Mom Moore was not generally the one up front in the spotlight. Her husband of almost 63 years was the preacher and singer, and her youngest son followed the same path for the first half of his life. Her oldest son and daughter pursued the fine arts. Another daughter became a counselor and professor. Another writes beautifully and sings in a women’s chorus. Mom was usually the one serving humbly in the background, in the kitchen, behind the scenes, freeing everyone else to soar. She was not a woman of many words, but she loved with her actions (and occasional straight-to-the-point practical advice). She agreed without hesitation to my husband’s request that she make a kneeler appliquéd with a Hebrew verse from the Song of Songs for our wedding. (And by the way, she only had 3 months to do it.) She agreed without complaint to my request that she make a double-wedding-ring quilt out of my wedding dress. My father-in-law accidentally on purpose let slip after the fact that the pattern I requested was very difficult and caused her no end of worry. But she pulled it off, and we have a lasting treasure in the quilt she made, which has hung on our wall ever since we received it. She thought of others first and put her energies towards the flourishing of her family without seeking credit or applause for herself.

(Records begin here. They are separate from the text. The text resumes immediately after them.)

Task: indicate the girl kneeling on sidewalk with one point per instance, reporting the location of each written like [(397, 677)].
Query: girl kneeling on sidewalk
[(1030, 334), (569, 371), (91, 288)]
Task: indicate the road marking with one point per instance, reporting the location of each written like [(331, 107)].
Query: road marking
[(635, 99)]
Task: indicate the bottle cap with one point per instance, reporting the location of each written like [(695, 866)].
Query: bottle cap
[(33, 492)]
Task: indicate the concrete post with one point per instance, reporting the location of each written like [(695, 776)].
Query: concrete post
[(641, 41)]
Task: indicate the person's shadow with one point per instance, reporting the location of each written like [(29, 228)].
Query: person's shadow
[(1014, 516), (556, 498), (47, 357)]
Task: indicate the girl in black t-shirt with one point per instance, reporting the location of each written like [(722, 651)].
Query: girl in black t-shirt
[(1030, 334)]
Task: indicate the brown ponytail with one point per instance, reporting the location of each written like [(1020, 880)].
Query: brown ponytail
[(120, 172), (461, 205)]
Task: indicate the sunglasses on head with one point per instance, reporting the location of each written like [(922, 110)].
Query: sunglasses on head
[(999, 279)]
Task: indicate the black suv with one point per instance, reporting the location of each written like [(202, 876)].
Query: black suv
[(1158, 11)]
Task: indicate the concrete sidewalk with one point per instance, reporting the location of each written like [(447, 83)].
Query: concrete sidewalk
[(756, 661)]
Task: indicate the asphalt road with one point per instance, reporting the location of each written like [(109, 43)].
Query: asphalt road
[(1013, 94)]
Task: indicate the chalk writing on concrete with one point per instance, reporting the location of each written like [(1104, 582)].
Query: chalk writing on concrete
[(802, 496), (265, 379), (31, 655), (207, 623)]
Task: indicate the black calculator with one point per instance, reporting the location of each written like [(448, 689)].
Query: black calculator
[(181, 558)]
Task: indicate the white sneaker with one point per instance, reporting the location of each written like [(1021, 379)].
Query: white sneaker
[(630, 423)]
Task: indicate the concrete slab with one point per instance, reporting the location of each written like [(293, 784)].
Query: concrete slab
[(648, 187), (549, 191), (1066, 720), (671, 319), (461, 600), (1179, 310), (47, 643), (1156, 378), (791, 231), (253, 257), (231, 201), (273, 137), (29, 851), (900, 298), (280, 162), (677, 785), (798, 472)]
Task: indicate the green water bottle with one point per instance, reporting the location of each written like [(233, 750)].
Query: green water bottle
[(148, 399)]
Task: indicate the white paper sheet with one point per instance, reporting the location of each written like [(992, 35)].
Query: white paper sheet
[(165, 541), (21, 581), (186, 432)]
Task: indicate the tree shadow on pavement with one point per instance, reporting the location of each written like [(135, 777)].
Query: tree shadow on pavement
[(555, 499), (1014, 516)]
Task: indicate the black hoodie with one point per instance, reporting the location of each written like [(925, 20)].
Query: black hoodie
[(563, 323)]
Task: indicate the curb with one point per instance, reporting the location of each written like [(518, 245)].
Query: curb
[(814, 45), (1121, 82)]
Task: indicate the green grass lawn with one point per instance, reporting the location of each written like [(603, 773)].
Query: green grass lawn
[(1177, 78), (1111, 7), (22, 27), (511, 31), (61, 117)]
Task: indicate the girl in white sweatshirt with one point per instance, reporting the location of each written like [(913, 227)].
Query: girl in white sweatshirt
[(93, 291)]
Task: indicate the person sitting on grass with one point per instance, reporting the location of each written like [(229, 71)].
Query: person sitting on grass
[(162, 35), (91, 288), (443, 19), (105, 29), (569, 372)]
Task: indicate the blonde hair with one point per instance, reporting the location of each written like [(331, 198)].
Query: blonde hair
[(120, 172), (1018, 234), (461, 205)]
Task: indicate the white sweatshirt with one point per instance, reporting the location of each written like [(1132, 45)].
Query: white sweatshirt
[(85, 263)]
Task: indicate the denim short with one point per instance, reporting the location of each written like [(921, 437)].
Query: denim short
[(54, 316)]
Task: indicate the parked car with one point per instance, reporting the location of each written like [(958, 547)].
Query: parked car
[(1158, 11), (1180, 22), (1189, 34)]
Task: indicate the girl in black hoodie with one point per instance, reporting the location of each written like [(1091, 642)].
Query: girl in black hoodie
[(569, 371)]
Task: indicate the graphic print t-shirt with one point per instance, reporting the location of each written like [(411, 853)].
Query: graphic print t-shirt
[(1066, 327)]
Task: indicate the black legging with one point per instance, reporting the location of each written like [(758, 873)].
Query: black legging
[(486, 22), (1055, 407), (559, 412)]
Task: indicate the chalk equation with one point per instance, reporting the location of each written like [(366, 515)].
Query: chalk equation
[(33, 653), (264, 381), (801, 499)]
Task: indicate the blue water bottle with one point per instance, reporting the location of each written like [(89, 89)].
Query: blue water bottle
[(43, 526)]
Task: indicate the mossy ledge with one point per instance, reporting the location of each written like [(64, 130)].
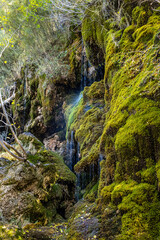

That said, Mom Moore was also human. She loved chocolate and International Foods flavored instant coffee mix. She enjoyed her homemade gluten-free granola for breakfast while watching the birds outside the big kitchen windows. She needed to put her feet up at times with a sigh of fatigue and sometimes exasperation.  She was known to grumble occasionally about the noise or clutter in the house, the amount of time the television had been on, or one too many interruptions. Her knees and back wore out before the rest of her body. She liked playing solitaire, quilting, and researching family history. She enjoyed learning about nutrition and relearned how to cook in healthier ways in her sixties to maximize her quality of life and her husband’s. She delighted to have all her adult children home together and missed them when separated by land, sea, or exigent circumstances. (Yet I didn’t ever hear her complain or use guilt to manipulate them.) When her body and memory failed, she didn’t know what to do with herself without the ability to labor or learn anymore.

Finally, my mother-in-law was one of the holy women described in Titus 2 and 1 Peter 3:3-5. She was made a saint once for all by grace through faith in the saving work of Christ. Having been thus sanctified through the cross, she continued to grow in experiential sanctification her whole life long, through the indwelling Holy Spirit. Her life of reverence and service adorned the gospel of Christ and did not present cause for outsiders to revile the Word of God or the God of the Word. She was a woman of prayer and practicality. Last week, in reading the story of Tabitha’s death and resurrection in Acts 9:36-41, I thought of Mom Moore. Luke describes Tabitha (or Dorcas) as,full of good works and acts of charity.” She had clothed the widows of Joppa through the work of her hands, and her death left them weeping. If Mom had lived in first-century Joppa, I think she and Tabitha would have been good friends and labored together with their hands and needles for the gospel of Christ.

In the last several times we saw her, we read Scripture to her to calm her anxiety and sang the old hymns to rejoice her heart. She knew we were known to her but didn’t know exactly how. She repeated statements like, “I don’t know where I am, but that’s ok. God knows where I am.” Now she knows where she is again. Home.  She is living the reality of those Bible passages and hymns, resting from her labors or laboring joyfully with no need of rest. I have no doubt that her Savior and mine welcomed her with a “Well done, good and faithful daughter.”

I wish you could have known her. But perhaps one day, you will. Rest in peace, Mom. We love you and miss you.